Technical Reference

Under the Hood of
CaveauAI

Architecture, pipelines, protocols, and performance. Everything your engineering team needs to evaluate, integrate, and deploy.

PHP 8.x MariaDB Qdrant Ollama Python Tailwind CSS

01

System Architecture

Three-tier topology on dedicated bare-metal servers. No cloud dependencies. Each layer is independently scalable and geographically isolated within EU/EEA data centres.

Application Tier

S1 — Hetzner, Finland

  • • PHP 8.x application server
  • • MariaDB 10.11 (platform + RAG)
  • • MCP server (Python, FastMCP)
  • • Apache 2.4 + mod_php
  • • REST API endpoints

AI Gateway

S4 — WireGuard VPN

  • • Ollama inference server
  • • Embedding generation (nomic-embed)
  • • LLM inference (7B fine-tuned)
  • • Model routing & load balancing
  • • Health monitoring

GPU & Vector Store

Hippo + S2 — Germany

  • • NVIDIA RTX PRO 6000 (96 GB VRAM)
  • • 72B model inference (Q8_0)
  • • Qdrant vector DB (HNSW index)
  • • 768-dim cosine similarity
  • • Fine-tuning pipeline (QLoRA)

Network Topology

WireGuard VPN Mesh

S1 (App) ↔ S4 (AI) — 10.0.0.x

S1 (App) ↔ Hippo (GPU) — 10.8.0.x

S1 (App) ↔ S2 (Qdrant) — 10.0.0.x

Data Centre Locations

S1: Hetzner, Helsinki, Finland — Web, DB, MCP

S2: Hetzner, Falkenstein, Germany — Qdrant

S4: Hetzner, Falkenstein, Germany — Ollama

Hippo: Hetzner, Falkenstein, Germany — RTX PRO 6000

02

Corpus Pipeline

Six-stage ingestion pipeline transforms raw documents into searchable, citation-ready knowledge.
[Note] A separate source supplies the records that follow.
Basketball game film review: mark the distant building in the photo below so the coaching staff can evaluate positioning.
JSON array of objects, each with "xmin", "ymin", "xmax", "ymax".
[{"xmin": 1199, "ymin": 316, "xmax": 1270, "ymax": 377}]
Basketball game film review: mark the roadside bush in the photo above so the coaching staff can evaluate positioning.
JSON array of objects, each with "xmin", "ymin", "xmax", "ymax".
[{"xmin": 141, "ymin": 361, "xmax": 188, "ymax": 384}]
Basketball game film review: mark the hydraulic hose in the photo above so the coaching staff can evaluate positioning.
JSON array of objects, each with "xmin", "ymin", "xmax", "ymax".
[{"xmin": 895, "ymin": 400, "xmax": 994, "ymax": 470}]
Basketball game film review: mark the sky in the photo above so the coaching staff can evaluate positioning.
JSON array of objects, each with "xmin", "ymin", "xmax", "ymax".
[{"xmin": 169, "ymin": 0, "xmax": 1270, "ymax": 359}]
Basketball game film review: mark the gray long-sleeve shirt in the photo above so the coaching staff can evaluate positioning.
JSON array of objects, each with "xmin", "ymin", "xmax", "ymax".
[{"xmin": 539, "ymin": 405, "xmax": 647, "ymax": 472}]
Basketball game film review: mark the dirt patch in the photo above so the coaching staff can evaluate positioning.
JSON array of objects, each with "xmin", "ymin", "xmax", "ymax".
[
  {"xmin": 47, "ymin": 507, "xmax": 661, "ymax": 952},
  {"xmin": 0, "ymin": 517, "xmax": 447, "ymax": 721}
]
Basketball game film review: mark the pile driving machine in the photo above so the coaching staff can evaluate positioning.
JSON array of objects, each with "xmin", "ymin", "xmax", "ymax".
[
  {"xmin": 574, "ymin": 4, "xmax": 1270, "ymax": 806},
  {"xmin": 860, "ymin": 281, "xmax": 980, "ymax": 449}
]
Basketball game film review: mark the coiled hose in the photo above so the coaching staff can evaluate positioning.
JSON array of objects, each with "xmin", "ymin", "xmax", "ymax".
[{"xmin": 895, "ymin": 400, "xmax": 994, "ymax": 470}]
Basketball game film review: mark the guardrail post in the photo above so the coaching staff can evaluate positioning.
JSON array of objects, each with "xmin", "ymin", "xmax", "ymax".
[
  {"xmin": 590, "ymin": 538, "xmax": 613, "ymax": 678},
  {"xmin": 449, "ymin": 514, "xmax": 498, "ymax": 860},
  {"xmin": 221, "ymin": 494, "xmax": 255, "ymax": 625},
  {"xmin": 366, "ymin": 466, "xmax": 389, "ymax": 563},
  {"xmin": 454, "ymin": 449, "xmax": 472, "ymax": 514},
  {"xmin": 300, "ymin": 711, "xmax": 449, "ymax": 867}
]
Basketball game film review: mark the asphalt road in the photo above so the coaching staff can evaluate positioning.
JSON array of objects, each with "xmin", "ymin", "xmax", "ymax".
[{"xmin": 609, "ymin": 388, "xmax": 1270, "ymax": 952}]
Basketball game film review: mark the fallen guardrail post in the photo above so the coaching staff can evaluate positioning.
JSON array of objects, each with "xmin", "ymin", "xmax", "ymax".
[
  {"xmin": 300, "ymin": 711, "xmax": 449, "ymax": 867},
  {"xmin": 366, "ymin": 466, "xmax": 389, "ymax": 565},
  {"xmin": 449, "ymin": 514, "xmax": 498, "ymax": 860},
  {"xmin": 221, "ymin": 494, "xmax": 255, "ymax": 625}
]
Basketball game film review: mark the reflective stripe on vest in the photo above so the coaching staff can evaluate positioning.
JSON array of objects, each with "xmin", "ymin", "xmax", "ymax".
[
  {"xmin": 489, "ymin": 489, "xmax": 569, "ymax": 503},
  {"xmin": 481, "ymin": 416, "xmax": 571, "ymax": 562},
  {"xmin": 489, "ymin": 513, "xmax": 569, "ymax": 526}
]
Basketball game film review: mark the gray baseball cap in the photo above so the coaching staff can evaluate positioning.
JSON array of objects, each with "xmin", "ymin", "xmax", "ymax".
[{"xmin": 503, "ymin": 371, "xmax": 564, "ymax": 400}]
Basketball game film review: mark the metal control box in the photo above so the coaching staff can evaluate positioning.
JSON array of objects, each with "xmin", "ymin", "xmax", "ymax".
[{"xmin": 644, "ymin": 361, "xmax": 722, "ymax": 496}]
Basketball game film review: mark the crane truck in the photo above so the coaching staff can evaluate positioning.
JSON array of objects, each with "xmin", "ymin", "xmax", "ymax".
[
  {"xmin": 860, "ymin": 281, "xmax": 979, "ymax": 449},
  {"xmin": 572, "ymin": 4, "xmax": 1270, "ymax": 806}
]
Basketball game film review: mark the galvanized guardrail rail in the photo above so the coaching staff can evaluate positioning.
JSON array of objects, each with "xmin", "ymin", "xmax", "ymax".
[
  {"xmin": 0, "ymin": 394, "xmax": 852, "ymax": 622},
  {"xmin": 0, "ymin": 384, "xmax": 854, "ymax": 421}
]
Fully automated — from PDF upload to queryable vector index.

1

Source

Scraper or upload acquires raw document (PDF, DOCX, HTML, TXT).

2

Parse

Text extraction preserving headings, tables, and footnotes. Section hierarchy detected.

3

Chunk

Heading-aware semantic chunking. Max 600 words, min 50, 75-word overlap between chunks.

4

Embed

768-dimensional vectors via nomic-embed-text. CPU-only, no GPU required for ingestion.

5

Index

Dual storage: Qdrant (HNSW vector index) + MariaDB (metadata + fallback keyword search).

6

Validate

Deduplication check, chunk count verification, Qdrant point confirmation. Bad data rejected.

Chunking Parameters

ParameterValueNotes
Max chunk size600 wordsOptimised for 768-dim embedding window
Min chunk size50 wordsPrevents degenerate single-sentence chunks
Overlap75 wordsCross-boundary context preservation
Heading detectionMarkdown H1–H4 + font-weight heuristicsSection-aware boundaries
Section titleExtracted & stored per chunkDisplayed in citations

03

RAG Pipeline

Eight-step retrieval-augmented generation pipeline. Hybrid search combines vector similarity with keyword matching via reciprocal rank fusion.

1

Query Embedding

User question is embedded into 768-dim vector space using the same nomic-embed-text model used for document chunks.

2

Vector Search

Qdrant HNSW approximate nearest-neighbour search returns top-k candidate chunks by cosine similarity. Default k=8.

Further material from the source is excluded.